Deputy press secretary Sarah Huckabee Sanders used a rare on-camera press briefing to lash out at CNN, claiming that in light of the network’s retraction of a story, “we have gone to a place where ... the media can't be trusted to report the news.” Aided by the pro-Trump media outlets in the room, Sanders sought to further the administration's effort to delegitimize the mainstream press.
Since late last week, CNN has published, investigated, and retracted a story on ties between Russia and an adviser to President Donald Trump; three journalists involved in the story have resigned. Trump and the pro-Trump media used the incident to buttress their claims that CNN deliberately produces “FAKE NEWS to undermine the president.” That effort is now being echoed from the podium of the briefing room.

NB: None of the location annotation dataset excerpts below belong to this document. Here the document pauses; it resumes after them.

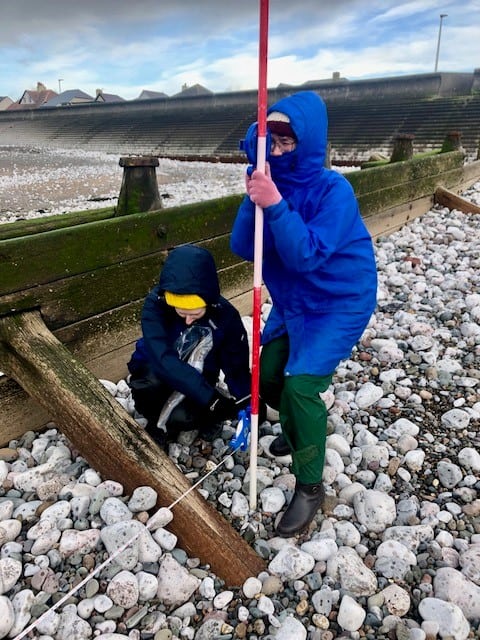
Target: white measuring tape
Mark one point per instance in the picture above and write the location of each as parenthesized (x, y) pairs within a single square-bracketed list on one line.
[(120, 550)]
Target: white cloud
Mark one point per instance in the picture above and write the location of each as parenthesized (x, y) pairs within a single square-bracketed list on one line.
[(124, 47)]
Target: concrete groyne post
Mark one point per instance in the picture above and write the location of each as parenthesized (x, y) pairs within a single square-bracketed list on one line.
[(452, 142), (402, 147), (139, 190)]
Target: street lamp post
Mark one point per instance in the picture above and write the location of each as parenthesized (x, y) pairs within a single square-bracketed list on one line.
[(442, 16)]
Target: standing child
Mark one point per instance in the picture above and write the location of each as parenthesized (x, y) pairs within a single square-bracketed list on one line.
[(319, 268)]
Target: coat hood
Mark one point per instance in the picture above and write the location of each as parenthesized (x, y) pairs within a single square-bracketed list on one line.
[(303, 167), (190, 269)]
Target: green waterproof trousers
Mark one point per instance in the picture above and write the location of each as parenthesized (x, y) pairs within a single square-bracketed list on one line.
[(303, 414)]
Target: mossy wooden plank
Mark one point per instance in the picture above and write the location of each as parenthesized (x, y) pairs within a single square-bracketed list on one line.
[(368, 180), (392, 219), (104, 343), (49, 256), (22, 228), (403, 193), (110, 440), (71, 299)]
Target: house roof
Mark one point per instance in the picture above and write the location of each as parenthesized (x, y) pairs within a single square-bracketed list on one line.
[(151, 95), (194, 90), (31, 99), (108, 97), (71, 96)]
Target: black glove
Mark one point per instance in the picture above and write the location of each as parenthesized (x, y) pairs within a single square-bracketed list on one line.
[(222, 408)]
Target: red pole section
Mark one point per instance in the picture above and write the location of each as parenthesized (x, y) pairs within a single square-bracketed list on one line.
[(258, 248)]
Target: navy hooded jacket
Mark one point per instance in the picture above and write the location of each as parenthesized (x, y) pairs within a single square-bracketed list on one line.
[(317, 254), (189, 269)]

The White House press office teamed up with reporters from two of the president’s staunch media allies to stage an attack on a major press outlet that has provided critical coverage of Trump. Briefers have all but openly discarded the notion that they are supposed to be providing information to reporters and, through them, the American people. Instead, the purpose of the White House press briefings is to aid in the effort to undermine the media’s credibility, shut critical reporters up and make an example of them.
This was a deliberate, well-choreographed hit by the administration -- Sanders went into the room knowing she wanted to go after CNN, and she had a strategy to get there. After a week of the White House very deliberately refusing to allow the briefings to be videotaped, the cameras were allowed back in the room today. Sanders called on Trump propaganda outlet Breitbart.com’s reporter, presumably knowing that the website has been pushing the CNN story and could be counted on for a softball question. Breitbart’s correspondent basically asked, “Will you please attack CNN,” and Sanders obliged with a well-rehearsed screed against CNN and the rest of the press.

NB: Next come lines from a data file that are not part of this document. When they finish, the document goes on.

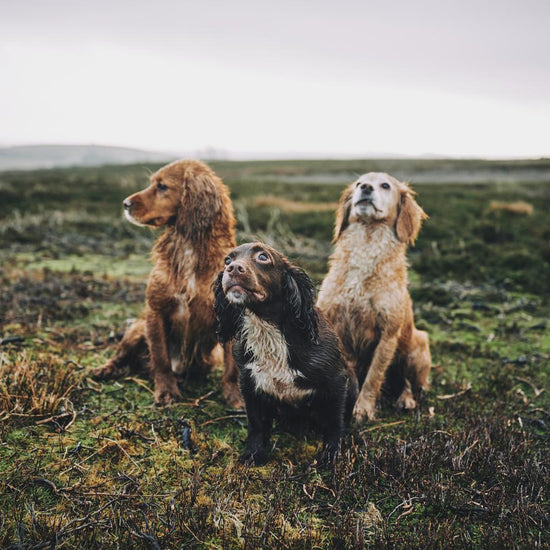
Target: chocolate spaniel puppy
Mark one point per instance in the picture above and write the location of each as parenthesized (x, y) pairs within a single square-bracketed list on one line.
[(288, 354)]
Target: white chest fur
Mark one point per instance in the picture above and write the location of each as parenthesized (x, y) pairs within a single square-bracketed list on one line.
[(269, 368)]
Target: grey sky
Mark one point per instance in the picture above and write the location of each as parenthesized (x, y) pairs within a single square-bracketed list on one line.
[(420, 67)]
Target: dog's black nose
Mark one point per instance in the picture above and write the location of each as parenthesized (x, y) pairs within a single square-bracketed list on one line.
[(235, 265), (366, 188)]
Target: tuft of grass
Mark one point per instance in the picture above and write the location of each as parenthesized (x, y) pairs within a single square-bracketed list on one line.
[(517, 207)]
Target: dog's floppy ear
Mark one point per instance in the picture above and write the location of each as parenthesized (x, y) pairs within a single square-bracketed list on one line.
[(342, 214), (228, 316), (409, 217), (200, 202), (299, 299)]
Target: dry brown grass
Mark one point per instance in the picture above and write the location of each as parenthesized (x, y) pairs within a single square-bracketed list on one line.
[(37, 385), (287, 205), (521, 208)]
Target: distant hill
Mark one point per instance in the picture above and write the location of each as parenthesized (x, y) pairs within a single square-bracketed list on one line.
[(29, 157)]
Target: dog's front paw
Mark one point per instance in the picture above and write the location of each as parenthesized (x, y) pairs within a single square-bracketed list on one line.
[(365, 410), (233, 397), (107, 371), (166, 392), (406, 402)]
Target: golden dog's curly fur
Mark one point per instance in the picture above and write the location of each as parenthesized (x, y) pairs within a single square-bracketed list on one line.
[(177, 327), (365, 293)]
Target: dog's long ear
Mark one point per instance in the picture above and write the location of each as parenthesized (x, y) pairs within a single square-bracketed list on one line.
[(342, 214), (201, 202), (228, 316), (409, 217), (299, 299)]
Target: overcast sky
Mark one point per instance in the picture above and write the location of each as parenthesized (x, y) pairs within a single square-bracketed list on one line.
[(450, 77)]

During her response, Sanders said there is a “constant barrage of fake news directed at this president,” and she urged “everybody across the country to take a look” at stunt videographer James O’Keefe’s hit on CNN, adding the caveat that she doesn’t know “whether it’s accurate or not.” She went on to scold outlets for using anonymous sources about what she termed the “Russia-Trump hoax.”
Sanders was rebuked from the floor by White House reporter Brian Karem, who interrupted the proceedings to criticize her for being “inflammatory” toward reporters who are “just trying to do their job.”

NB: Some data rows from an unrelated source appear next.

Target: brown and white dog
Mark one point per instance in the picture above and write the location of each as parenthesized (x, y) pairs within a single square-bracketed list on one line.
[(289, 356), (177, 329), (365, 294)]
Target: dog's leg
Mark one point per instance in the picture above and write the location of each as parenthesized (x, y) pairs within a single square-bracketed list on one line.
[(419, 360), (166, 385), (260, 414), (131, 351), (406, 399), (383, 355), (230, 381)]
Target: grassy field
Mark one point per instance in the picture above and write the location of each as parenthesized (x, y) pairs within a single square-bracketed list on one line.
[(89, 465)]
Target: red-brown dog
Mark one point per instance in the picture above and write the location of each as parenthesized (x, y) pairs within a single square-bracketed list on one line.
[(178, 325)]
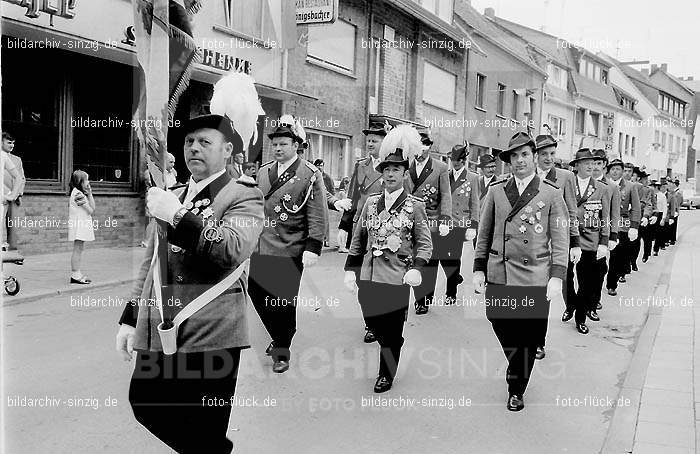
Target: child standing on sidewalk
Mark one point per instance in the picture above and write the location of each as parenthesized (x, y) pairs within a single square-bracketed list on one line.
[(80, 229)]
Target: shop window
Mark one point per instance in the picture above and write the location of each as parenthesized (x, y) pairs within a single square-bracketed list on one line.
[(31, 90), (439, 87), (104, 101), (333, 44)]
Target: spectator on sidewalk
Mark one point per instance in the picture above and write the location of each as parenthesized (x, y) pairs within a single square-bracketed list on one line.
[(13, 188), (80, 229)]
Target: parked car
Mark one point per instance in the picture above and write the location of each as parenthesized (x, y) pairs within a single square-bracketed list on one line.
[(690, 199)]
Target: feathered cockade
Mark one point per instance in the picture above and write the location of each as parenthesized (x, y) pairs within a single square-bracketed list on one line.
[(235, 97), (403, 137)]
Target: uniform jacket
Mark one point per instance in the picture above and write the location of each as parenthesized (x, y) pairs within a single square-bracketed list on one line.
[(465, 199), (523, 240), (565, 180), (365, 180), (593, 215), (433, 187), (630, 209), (199, 256), (647, 200), (295, 209), (389, 241), (614, 203)]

Later in the briefing, Sanders called on a reporter from Trump advocate Laura Ingraham’s LifeZette, who asked if the media “should go back and look at anonymously sourced stories on Russia and Trump and, you know, maybe start a review process and retract where necessary.” Sanders replied, “I think that would be a great idea.”
Roughly a third of the 17 minutes of question time provided by Sanders was devoted to hammering CNN.
I warned in January of the danger of the White House’s plan to flood the briefings with sycophants and propagandists and its effort to single out individual reporters and crush them. Brian Karem has had enough. Will the rest of the press corps respond, or will they let the administration pick them off one by one?
Does this feel like America? Where the White House takes q's from conservatives, then openly trashes the news media in the briefing room.